I was curious how gender-ratios of young women and men are distribute geographically in Europe. Eurostat offers absolute numbers for all NUTS2 regions in Europe. The most recent available figures were referring to January 2012 – in few cases like Turkey I was falling back to January 2011 due to missing values.
The figures are drawn from table “demo_r_d2jan” onĀ Eurostat.
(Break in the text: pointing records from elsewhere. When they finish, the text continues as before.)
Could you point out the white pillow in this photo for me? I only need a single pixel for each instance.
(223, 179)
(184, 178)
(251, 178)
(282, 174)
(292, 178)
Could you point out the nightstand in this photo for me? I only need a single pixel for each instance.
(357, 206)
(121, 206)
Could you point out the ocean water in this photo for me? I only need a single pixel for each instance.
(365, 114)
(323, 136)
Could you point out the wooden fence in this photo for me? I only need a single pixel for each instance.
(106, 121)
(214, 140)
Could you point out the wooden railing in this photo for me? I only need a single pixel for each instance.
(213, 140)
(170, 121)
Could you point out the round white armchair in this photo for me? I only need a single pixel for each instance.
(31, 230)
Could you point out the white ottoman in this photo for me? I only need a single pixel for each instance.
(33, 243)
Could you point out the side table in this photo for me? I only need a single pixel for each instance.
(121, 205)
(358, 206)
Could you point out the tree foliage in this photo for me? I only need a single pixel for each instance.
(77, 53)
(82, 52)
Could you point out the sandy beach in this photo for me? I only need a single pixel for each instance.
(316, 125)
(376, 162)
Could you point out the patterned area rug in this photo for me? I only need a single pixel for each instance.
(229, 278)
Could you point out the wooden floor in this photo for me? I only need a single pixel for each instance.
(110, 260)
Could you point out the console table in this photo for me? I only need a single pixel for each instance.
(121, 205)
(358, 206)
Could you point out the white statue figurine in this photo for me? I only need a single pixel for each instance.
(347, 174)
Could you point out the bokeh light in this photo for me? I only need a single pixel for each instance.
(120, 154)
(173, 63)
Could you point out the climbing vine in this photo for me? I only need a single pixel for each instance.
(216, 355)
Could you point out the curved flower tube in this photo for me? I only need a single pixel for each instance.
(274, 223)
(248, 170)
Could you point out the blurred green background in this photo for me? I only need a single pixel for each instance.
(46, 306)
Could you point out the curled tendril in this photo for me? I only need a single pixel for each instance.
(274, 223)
So what you see here is the ratio of women to men (aged 16 to 30 years) in 2012 for the respective NUTS 2 region. The coloring ranges from the 5% quartile (red) and ends at the 95% quartile (green) – the white color is chosen for the medium.
Poorer regions like the former GDR (except for Leipzig and Berlin) or parts of Spain, as well as poorly urbanized regions (see Scandinavia) seem to experience the strongest sexual imbalance.
It is very interesting to see that there are pretty strong areas in Turkey. Still – I would not necessarily recommend moving there! My just knocked out armchair theory would be that in those poorer areas women are left behind by their men who move to richer parts of Turkey or EU to earn money for the family.
Actually the map is crafted with d3.js. And more good stuff is planned on:
- d3.js basics
- the nuts ‘n bolts of NUTS (no bolts)
- using the statistics database on Eurostat
UPDATE 2013-04-04:
I posted the map on Reddit. Already received very interesting questions and comments!
Hi Raffael,
Thanks for your excellent blog! I was also trying to make web maps based on Eurostat data and NUTS geometries. I have shared reusable geometries for NUTS regions in JSONĀ formats here: https://github.com/jgaffuri/Nuts2json
Feel free to reuse and provide feedback if you see something improvable !
Tschuss,
julien
Hi,
The visualizations with the maps are great. Can you provide me a link to the R code for this. I would like to apply it other areas I am interested in.
Thanks
Ganesh
Hi Ganesh,
the visualization is based on D3.js – no R involved. Shapefiles for the map converted with QuantumGIS into GeoJSON and that data you can then load with D3.js (plenty of examples out there for that part). The areas already have the proper ID so changing their color based on the data set (containing the values for the region) is no problem. In the end I did simply a screen shot.
Don’t know where I have the code for that – was pre-GitHub-times.